ECLI:NL:GHLEE:2011:BU5299
Gerechtshof Leeuwarden
- Hoger beroep
- K.E. Mollema
- H. de Hek
- M.C.D. Boon-Niks
- Rechtspraak.nl
Hoger beroep inzake de ontvankelijkheid van een stichting in een huurgeschil
In deze zaak gaat het om een hoger beroep dat is ingesteld door [appellant] tegen een vonnis van de kantonrechter, waarin de stichting, Stichting Woningmaatschap XXXVIII, in haar vordering ontvankelijk werd verklaard. [Appellant] betwist de ontvankelijkheid van de stichting, omdat deze per 14 augustus 2006 zou zijn opgehouden te bestaan. De huurovereenkomst tussen partijen dateert van 1 februari 2008, maar de stichting was op dat moment al niet meer een juridische entiteit. De kantonrechter had de stichting in haar vordering ontvankelijk verklaard, maar [appellant] stelt dat de inleidende dagvaarding is uitgebracht door een niet-bestaande partij.

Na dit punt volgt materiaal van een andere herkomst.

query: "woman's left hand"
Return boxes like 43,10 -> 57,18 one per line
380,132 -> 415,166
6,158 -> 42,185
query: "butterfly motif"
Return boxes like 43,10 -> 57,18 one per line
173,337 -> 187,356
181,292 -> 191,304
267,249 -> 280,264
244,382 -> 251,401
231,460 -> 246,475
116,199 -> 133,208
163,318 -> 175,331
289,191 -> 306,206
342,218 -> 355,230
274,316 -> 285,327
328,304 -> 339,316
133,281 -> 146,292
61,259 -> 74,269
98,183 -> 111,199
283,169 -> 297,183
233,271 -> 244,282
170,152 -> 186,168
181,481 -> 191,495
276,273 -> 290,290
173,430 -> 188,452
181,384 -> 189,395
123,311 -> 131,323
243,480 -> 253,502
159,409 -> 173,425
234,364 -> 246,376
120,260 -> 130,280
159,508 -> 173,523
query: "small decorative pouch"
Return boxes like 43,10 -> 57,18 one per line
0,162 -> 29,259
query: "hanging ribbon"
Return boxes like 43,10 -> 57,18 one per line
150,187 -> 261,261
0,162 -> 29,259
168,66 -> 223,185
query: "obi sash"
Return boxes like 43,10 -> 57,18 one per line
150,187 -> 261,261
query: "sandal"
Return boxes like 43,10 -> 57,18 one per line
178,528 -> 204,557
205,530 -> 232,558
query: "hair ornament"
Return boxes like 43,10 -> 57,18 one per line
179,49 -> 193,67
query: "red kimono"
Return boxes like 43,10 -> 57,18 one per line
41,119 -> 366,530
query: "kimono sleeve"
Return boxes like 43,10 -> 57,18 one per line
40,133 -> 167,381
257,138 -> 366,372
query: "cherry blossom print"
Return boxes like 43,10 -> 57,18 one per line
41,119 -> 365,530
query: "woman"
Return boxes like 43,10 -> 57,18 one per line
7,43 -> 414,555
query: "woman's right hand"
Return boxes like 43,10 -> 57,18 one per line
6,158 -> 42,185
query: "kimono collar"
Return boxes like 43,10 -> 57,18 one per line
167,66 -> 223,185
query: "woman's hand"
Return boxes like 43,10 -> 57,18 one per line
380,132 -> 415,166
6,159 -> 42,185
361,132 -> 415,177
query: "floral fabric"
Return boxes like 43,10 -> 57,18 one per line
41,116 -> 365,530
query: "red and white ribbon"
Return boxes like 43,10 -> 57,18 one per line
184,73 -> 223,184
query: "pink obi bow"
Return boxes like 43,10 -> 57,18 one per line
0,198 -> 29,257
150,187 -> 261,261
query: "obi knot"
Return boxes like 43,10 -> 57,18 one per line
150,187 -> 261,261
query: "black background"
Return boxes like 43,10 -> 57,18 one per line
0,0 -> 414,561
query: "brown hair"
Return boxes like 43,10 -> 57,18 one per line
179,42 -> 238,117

Het hof oordeelt dat de stichting niet ontvankelijk is in haar vorderingen, omdat zij niet heeft aangetoond dat zij op het moment van de procedure nog bestond. De stichting voert aan dat er slechts een statutaire naamswijziging heeft plaatsgevonden, maar het hof is van mening dat dit niet voldoende is om de juridische status van de stichting te onderbouwen. De stichting had haar partijnaam in overeenstemming moeten brengen met de werkelijkheid, maar heeft dit nagelaten. Het hof verwijst naar eerdere jurisprudentie van de Hoge Raad, waarin is gesteld dat een niet-bestaande partij geen vordering kan instellen.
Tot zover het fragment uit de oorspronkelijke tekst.